I just picked-up three La Perla 5-packs samplers as a gift from cbid for les than $2 per stick. It goes to show you can get some very decent deals on good cigars. You just need to know where to look. Another place is the sprint sales at cigars.com, where just last month I got 10 Oliva G toros for $28.


----------



## DTPRB (May 15, 2013)

Id like to go to cbid I just know enough yet to trust myseld in the actual value of stuff id be bidding on.


----------



## TJB (Dec 10, 2012)

Padron 3000 maduro, surrogates tramp stamp, Arturo fuente don carlos, and when you develop a palate, padron 1964 anniversary maduro anything


----------



## Regiampiero (Jan 18, 2013)

DTPRB said:


> Id like to go to cbid I just know enough yet to trust myseld in the actual value of stuff id be bidding on.
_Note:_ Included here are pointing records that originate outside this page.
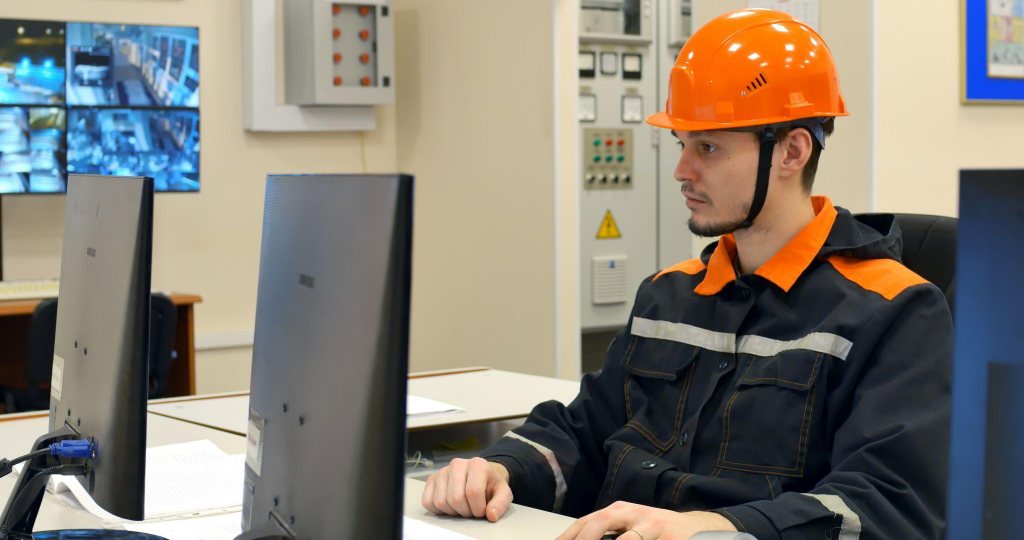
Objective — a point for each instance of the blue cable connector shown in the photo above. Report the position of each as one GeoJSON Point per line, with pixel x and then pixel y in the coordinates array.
{"type": "Point", "coordinates": [73, 449]}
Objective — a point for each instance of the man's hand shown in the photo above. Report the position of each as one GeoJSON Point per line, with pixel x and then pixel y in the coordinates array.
{"type": "Point", "coordinates": [635, 522]}
{"type": "Point", "coordinates": [471, 488]}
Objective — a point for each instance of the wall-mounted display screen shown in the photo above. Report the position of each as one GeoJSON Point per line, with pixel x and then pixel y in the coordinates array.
{"type": "Point", "coordinates": [97, 97]}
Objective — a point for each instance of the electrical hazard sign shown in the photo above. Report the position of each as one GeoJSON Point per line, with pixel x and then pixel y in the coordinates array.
{"type": "Point", "coordinates": [608, 227]}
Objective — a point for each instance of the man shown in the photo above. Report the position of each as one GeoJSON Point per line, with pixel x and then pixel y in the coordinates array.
{"type": "Point", "coordinates": [793, 382]}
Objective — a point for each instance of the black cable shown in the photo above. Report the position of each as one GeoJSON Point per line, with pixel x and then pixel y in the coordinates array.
{"type": "Point", "coordinates": [32, 486]}
{"type": "Point", "coordinates": [6, 465]}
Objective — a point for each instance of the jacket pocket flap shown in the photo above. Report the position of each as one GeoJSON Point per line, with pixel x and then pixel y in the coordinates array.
{"type": "Point", "coordinates": [658, 359]}
{"type": "Point", "coordinates": [793, 369]}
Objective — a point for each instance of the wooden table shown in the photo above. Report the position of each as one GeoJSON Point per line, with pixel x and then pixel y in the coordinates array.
{"type": "Point", "coordinates": [15, 319]}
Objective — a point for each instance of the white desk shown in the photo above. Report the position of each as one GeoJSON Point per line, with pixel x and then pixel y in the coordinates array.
{"type": "Point", "coordinates": [17, 432]}
{"type": "Point", "coordinates": [485, 396]}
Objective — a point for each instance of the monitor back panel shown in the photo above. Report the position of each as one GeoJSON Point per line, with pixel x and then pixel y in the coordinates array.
{"type": "Point", "coordinates": [327, 418]}
{"type": "Point", "coordinates": [986, 482]}
{"type": "Point", "coordinates": [100, 345]}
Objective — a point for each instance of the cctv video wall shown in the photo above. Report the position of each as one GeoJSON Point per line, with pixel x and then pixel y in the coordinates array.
{"type": "Point", "coordinates": [102, 98]}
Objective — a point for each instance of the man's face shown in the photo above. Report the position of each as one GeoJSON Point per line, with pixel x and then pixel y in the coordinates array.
{"type": "Point", "coordinates": [718, 170]}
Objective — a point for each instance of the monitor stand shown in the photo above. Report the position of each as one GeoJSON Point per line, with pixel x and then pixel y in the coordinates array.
{"type": "Point", "coordinates": [20, 512]}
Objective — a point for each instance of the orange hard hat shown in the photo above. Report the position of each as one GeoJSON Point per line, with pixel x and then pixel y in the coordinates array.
{"type": "Point", "coordinates": [751, 68]}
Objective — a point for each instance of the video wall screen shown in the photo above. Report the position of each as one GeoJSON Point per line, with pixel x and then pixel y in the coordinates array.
{"type": "Point", "coordinates": [97, 97]}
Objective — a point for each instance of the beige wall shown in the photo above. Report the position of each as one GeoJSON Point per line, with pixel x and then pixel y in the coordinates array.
{"type": "Point", "coordinates": [207, 243]}
{"type": "Point", "coordinates": [925, 134]}
{"type": "Point", "coordinates": [475, 106]}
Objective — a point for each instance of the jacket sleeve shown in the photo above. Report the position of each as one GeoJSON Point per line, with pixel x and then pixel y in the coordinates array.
{"type": "Point", "coordinates": [556, 460]}
{"type": "Point", "coordinates": [890, 455]}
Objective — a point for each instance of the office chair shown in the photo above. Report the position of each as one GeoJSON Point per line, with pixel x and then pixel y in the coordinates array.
{"type": "Point", "coordinates": [163, 323]}
{"type": "Point", "coordinates": [929, 248]}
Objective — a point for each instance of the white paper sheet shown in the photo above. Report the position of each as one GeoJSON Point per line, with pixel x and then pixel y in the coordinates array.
{"type": "Point", "coordinates": [220, 527]}
{"type": "Point", "coordinates": [182, 480]}
{"type": "Point", "coordinates": [416, 530]}
{"type": "Point", "coordinates": [416, 406]}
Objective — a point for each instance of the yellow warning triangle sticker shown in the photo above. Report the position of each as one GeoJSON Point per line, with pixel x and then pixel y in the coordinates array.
{"type": "Point", "coordinates": [608, 227]}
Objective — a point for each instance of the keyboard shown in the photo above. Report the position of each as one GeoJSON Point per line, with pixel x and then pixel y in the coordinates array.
{"type": "Point", "coordinates": [27, 289]}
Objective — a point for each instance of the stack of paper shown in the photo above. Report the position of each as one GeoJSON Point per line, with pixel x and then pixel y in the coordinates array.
{"type": "Point", "coordinates": [416, 406]}
{"type": "Point", "coordinates": [416, 530]}
{"type": "Point", "coordinates": [181, 481]}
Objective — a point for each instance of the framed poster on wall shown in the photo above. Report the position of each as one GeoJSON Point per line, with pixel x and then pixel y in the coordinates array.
{"type": "Point", "coordinates": [992, 47]}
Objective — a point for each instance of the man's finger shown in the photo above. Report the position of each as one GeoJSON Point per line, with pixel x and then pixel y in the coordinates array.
{"type": "Point", "coordinates": [440, 493]}
{"type": "Point", "coordinates": [457, 488]}
{"type": "Point", "coordinates": [500, 501]}
{"type": "Point", "coordinates": [427, 499]}
{"type": "Point", "coordinates": [476, 487]}
{"type": "Point", "coordinates": [573, 530]}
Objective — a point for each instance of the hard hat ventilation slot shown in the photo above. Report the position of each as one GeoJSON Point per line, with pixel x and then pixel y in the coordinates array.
{"type": "Point", "coordinates": [756, 84]}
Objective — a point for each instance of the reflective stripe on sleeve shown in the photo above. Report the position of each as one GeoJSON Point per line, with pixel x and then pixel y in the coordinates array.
{"type": "Point", "coordinates": [692, 335]}
{"type": "Point", "coordinates": [833, 344]}
{"type": "Point", "coordinates": [555, 469]}
{"type": "Point", "coordinates": [850, 530]}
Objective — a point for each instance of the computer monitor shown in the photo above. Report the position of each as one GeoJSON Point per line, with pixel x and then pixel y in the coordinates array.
{"type": "Point", "coordinates": [327, 421]}
{"type": "Point", "coordinates": [99, 381]}
{"type": "Point", "coordinates": [986, 468]}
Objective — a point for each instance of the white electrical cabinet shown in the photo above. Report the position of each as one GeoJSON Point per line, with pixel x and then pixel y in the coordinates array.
{"type": "Point", "coordinates": [633, 217]}
{"type": "Point", "coordinates": [619, 176]}
{"type": "Point", "coordinates": [339, 52]}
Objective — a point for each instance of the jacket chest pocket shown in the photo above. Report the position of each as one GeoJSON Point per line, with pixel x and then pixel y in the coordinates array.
{"type": "Point", "coordinates": [656, 383]}
{"type": "Point", "coordinates": [767, 419]}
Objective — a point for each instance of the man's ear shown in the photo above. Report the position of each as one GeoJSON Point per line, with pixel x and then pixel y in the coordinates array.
{"type": "Point", "coordinates": [796, 150]}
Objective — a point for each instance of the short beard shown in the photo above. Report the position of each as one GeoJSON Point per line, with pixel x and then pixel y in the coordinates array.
{"type": "Point", "coordinates": [715, 230]}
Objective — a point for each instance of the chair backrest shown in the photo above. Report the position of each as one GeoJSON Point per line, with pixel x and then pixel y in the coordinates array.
{"type": "Point", "coordinates": [930, 249]}
{"type": "Point", "coordinates": [163, 326]}
{"type": "Point", "coordinates": [40, 362]}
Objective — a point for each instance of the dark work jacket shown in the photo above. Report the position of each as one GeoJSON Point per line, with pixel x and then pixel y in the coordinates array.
{"type": "Point", "coordinates": [808, 400]}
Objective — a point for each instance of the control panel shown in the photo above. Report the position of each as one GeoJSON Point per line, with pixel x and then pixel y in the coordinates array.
{"type": "Point", "coordinates": [619, 177]}
{"type": "Point", "coordinates": [607, 159]}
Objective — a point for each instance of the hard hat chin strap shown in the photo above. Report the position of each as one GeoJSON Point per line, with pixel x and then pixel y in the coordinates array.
{"type": "Point", "coordinates": [768, 139]}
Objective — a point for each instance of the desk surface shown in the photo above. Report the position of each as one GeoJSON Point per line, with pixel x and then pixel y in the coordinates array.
{"type": "Point", "coordinates": [18, 431]}
{"type": "Point", "coordinates": [27, 306]}
{"type": "Point", "coordinates": [518, 523]}
{"type": "Point", "coordinates": [485, 396]}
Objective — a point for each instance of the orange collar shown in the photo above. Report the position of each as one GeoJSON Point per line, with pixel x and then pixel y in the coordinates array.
{"type": "Point", "coordinates": [784, 266]}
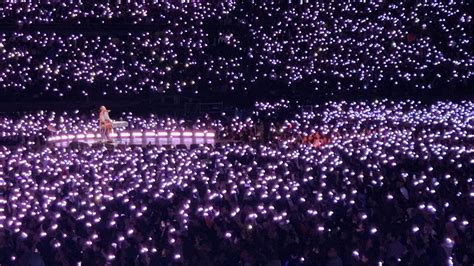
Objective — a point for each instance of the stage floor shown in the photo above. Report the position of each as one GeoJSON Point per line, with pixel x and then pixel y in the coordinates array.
{"type": "Point", "coordinates": [155, 138]}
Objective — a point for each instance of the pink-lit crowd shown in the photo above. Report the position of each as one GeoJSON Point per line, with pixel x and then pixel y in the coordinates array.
{"type": "Point", "coordinates": [393, 187]}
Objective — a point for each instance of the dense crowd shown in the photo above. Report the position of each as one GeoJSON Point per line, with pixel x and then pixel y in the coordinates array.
{"type": "Point", "coordinates": [199, 47]}
{"type": "Point", "coordinates": [393, 186]}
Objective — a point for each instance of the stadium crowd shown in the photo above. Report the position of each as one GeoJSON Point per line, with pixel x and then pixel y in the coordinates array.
{"type": "Point", "coordinates": [392, 187]}
{"type": "Point", "coordinates": [199, 47]}
{"type": "Point", "coordinates": [341, 183]}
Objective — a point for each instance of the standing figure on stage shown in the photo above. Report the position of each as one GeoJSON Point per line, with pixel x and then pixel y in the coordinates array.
{"type": "Point", "coordinates": [105, 123]}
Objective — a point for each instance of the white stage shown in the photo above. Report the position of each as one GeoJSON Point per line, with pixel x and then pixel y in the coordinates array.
{"type": "Point", "coordinates": [157, 138]}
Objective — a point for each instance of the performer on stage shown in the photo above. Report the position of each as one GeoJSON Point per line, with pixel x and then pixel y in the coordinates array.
{"type": "Point", "coordinates": [105, 123]}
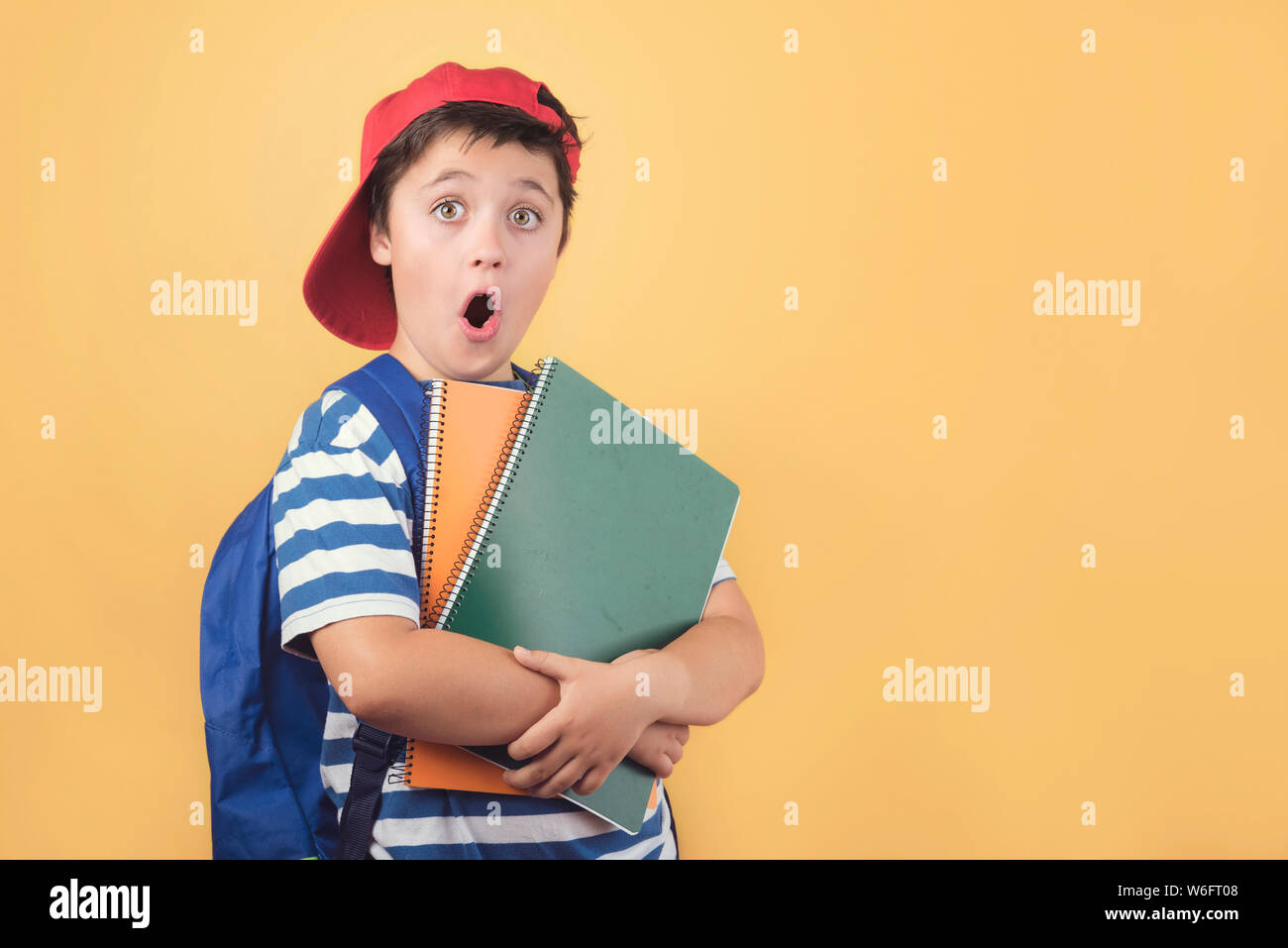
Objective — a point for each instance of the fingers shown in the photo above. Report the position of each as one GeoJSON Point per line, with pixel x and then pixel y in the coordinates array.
{"type": "Point", "coordinates": [539, 771]}
{"type": "Point", "coordinates": [563, 779]}
{"type": "Point", "coordinates": [552, 664]}
{"type": "Point", "coordinates": [539, 737]}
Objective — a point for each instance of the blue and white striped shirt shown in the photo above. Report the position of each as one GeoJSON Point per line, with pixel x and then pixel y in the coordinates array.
{"type": "Point", "coordinates": [342, 510]}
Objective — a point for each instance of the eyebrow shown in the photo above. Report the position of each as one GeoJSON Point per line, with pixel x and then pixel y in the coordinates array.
{"type": "Point", "coordinates": [526, 183]}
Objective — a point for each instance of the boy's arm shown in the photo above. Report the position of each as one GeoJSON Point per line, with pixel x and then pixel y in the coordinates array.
{"type": "Point", "coordinates": [697, 679]}
{"type": "Point", "coordinates": [432, 685]}
{"type": "Point", "coordinates": [713, 666]}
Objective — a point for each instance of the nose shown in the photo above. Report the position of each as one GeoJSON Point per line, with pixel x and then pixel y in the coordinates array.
{"type": "Point", "coordinates": [488, 250]}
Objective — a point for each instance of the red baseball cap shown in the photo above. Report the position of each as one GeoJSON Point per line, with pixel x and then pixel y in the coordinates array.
{"type": "Point", "coordinates": [343, 286]}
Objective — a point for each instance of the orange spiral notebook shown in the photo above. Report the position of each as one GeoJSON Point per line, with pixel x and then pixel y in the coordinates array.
{"type": "Point", "coordinates": [465, 432]}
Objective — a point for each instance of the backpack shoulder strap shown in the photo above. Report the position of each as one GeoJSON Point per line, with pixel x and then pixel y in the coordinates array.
{"type": "Point", "coordinates": [389, 391]}
{"type": "Point", "coordinates": [393, 395]}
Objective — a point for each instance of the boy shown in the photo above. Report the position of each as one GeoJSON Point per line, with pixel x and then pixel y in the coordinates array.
{"type": "Point", "coordinates": [465, 175]}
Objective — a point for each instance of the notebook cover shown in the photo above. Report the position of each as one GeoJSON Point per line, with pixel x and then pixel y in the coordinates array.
{"type": "Point", "coordinates": [463, 443]}
{"type": "Point", "coordinates": [464, 438]}
{"type": "Point", "coordinates": [610, 535]}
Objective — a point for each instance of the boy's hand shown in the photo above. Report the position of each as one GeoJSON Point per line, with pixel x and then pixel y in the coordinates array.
{"type": "Point", "coordinates": [660, 747]}
{"type": "Point", "coordinates": [597, 720]}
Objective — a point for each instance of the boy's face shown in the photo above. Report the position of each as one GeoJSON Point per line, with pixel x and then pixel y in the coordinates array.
{"type": "Point", "coordinates": [450, 239]}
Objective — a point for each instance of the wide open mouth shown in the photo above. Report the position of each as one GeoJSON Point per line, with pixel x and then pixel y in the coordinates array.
{"type": "Point", "coordinates": [478, 311]}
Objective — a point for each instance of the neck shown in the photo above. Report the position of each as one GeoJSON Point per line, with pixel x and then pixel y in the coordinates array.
{"type": "Point", "coordinates": [424, 369]}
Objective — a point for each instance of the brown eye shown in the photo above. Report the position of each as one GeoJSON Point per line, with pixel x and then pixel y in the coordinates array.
{"type": "Point", "coordinates": [445, 204]}
{"type": "Point", "coordinates": [528, 215]}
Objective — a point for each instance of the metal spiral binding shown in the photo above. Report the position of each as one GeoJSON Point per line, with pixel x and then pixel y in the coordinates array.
{"type": "Point", "coordinates": [544, 369]}
{"type": "Point", "coordinates": [430, 436]}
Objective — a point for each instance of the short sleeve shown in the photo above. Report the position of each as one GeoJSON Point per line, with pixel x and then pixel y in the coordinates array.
{"type": "Point", "coordinates": [342, 523]}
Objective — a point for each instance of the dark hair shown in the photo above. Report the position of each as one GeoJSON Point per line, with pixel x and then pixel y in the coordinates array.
{"type": "Point", "coordinates": [501, 124]}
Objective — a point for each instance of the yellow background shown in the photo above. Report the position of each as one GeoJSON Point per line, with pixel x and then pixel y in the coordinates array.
{"type": "Point", "coordinates": [915, 299]}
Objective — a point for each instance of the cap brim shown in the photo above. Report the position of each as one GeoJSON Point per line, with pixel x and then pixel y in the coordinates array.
{"type": "Point", "coordinates": [344, 287]}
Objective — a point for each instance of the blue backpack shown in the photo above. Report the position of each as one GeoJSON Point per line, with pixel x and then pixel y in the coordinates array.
{"type": "Point", "coordinates": [266, 708]}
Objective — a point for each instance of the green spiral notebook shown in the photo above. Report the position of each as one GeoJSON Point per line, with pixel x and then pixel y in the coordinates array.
{"type": "Point", "coordinates": [596, 535]}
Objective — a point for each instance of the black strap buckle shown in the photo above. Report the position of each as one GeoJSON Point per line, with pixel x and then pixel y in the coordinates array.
{"type": "Point", "coordinates": [375, 743]}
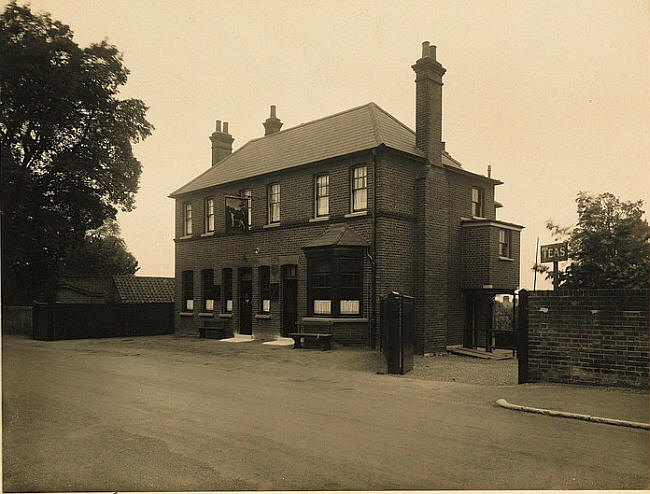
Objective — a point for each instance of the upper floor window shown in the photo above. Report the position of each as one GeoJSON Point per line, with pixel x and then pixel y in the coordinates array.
{"type": "Point", "coordinates": [209, 214]}
{"type": "Point", "coordinates": [322, 195]}
{"type": "Point", "coordinates": [273, 193]}
{"type": "Point", "coordinates": [359, 185]}
{"type": "Point", "coordinates": [188, 290]}
{"type": "Point", "coordinates": [238, 211]}
{"type": "Point", "coordinates": [249, 196]}
{"type": "Point", "coordinates": [187, 218]}
{"type": "Point", "coordinates": [478, 202]}
{"type": "Point", "coordinates": [505, 243]}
Usually you'll have plenty of time to research a specific blend and size value on cbid. If you do it from a laptop, you can open two different windows, one for cbid and one for CI (Or any other website you normally shop from) so that you can compare the prices from one site to the other. The sprint sale from Cigar.com is a whole different story since you have about 30 to 60 seconds to make your decision. In ether case. If you can get name brand blends for around $3 per stick, you pull that trigger first and ask questions later. Wait...that's how I became a cigaraholic in the first place. Maybe I'm not the best person to give that kind of advice! :smoke:


----------



## DTPRB (May 15, 2013)

Lol. I am new and already am really into it.


----------



## Nick1233 (May 17, 2013)

DTPRB said:


> Id like to go to cbid I just know enough yet to trust myseld in the actual value of stuff id be bidding on.


That's exactly how I feel! I think for now I'm going to take the suggestions and do a mix of online and local hunting. Lots of great advice, and it is greatly appreciated! The only downside to the suggestions is that now I'm going to need a bigger humidor :hmm:


----------



## DTPRB (May 15, 2013)

Nick1233 said:


> That's exactly how I feel! I think for now I'm going to take the suggestions and do a mix of online and local hunting. Lots of great advice, and it is greatly appreciated! The only downside to the suggestions is that now I'm going to need a bigger humidor :hmm:


Yeah. I bought a small humidor and now need a bigger one


----------



## djsmiles (Aug 4, 2012)

Nica Libre. Box's can be had for about $30. And they are very tasty.


----------



## ghe-cl (Apr 9, 2005)

For a mild smoke, the Private Stock long filler line from Davidoff is a low-priced, quality cigar. Also, visit some of the Milwaukee B&Ms.


----------



## Nick1233 (May 17, 2013)

I was planning on it, I have off the next couple of days and planned on doing some browsing before I hit the lake for some fishing. I think I may pick up a 6-pack or two from FSS, it seems like that is the way to go since there are a few that feature multiple recommendations from this thread. Plus the pricing isn't bad and it seems that most are around $5/stick.


----------



## Questionablesanity (Jul 24, 2012)

I don't know if these are as cheap as you are wanting but here are my suggestions on ~$7 or less smokes:

Oliva: O or G are usually on the cheap side
Perdomo: Champagne, Noir, and the 20th anniversary stuff
Padron: The X000s are awesome and the Londres are great cheap smokes

These are some of my favorite cheaper smokes. In my opinion things really open up in the $10 to $13 range. I do not really have a lot of experience higher than that though. 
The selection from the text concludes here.